Now, while it is good to strive for improvement, it is ridiculous to expect it as a consistent baseline. To learn and grow, you have to allow grace for mistakes. You have to allow room for experimentation. You have to allow space for failure. Why is it taboo to share about this? Couldn’t sharing mistakes and challenges with each other lead to collective growth and improvement? Yet, it is frowned upon to share your artistic process.

 

In college, I was known as a painter. In college, every piece had to be big, complete, new, fresh, exciting, etc. In college, my ink drawings were not ok to submit for a grade because ink was outside of the materials provided. But now? Who cares! I should be able to define what art is professional. I should be able to be proud of my ink drawings. I should be able to show what I have created, no matter how small and different the recent pieces have been. That is a sign of growth. I am not just a painter. I am an artist. I draw. I use ink. I use paint. I honestly use whatever materials I can get my hands on (I am currently using a broken bookcase as canvases). I can define my artistic persona however I want.

 

I want to encourage other artists to share, no matter what. Share the thought process behind your work. Share your incomplete projects. Share your sketches. Encourage each other. Offer suggestions to each other. We can make it a community, not a competition. We can redefine professionalism in the art world. Post anything you are creating in celebration of the accomplishment that you created (which is not an easy thing to do!).
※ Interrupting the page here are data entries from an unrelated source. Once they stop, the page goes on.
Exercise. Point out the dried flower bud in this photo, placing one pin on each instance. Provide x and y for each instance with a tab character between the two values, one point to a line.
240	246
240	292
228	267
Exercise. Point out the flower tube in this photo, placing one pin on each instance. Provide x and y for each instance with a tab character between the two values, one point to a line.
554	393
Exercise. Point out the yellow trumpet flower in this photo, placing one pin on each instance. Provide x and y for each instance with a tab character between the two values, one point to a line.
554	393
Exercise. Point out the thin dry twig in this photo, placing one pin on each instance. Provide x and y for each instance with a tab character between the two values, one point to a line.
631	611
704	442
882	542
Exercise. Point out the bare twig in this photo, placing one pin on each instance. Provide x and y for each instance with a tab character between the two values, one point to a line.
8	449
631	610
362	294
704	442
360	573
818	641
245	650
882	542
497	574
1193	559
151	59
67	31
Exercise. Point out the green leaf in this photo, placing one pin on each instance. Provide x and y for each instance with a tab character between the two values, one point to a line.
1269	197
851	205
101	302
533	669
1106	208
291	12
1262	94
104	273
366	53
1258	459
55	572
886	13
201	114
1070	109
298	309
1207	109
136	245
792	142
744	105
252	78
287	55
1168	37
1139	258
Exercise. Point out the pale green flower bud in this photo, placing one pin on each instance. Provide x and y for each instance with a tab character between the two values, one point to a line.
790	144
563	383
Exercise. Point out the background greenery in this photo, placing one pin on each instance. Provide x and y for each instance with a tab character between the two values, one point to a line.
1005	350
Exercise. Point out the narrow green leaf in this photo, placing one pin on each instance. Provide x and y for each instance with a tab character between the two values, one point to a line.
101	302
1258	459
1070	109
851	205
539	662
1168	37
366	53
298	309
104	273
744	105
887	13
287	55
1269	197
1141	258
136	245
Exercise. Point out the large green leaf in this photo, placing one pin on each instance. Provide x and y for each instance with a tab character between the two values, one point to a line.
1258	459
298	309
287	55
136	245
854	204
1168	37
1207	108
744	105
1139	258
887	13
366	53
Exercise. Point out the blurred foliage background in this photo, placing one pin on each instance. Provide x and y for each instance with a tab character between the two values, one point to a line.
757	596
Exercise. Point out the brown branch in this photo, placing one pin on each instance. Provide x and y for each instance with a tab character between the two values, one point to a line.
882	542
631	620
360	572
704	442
Stop self-deprecating and under appreciating your work, just because you think it is not your “Sunday best”. We can always improve and be better, but it is a journey to get there and I want to see your journey. Some of the most famous artist are the ones who ignored the unspoken “rules” of the day and plowed forward with their own artistic goals, in spite of criticism. May we all follow in their footsteps, boldly denouncing a need for perfectionism and instead glorifying growth in all its messy, choppy stages of ups and downs.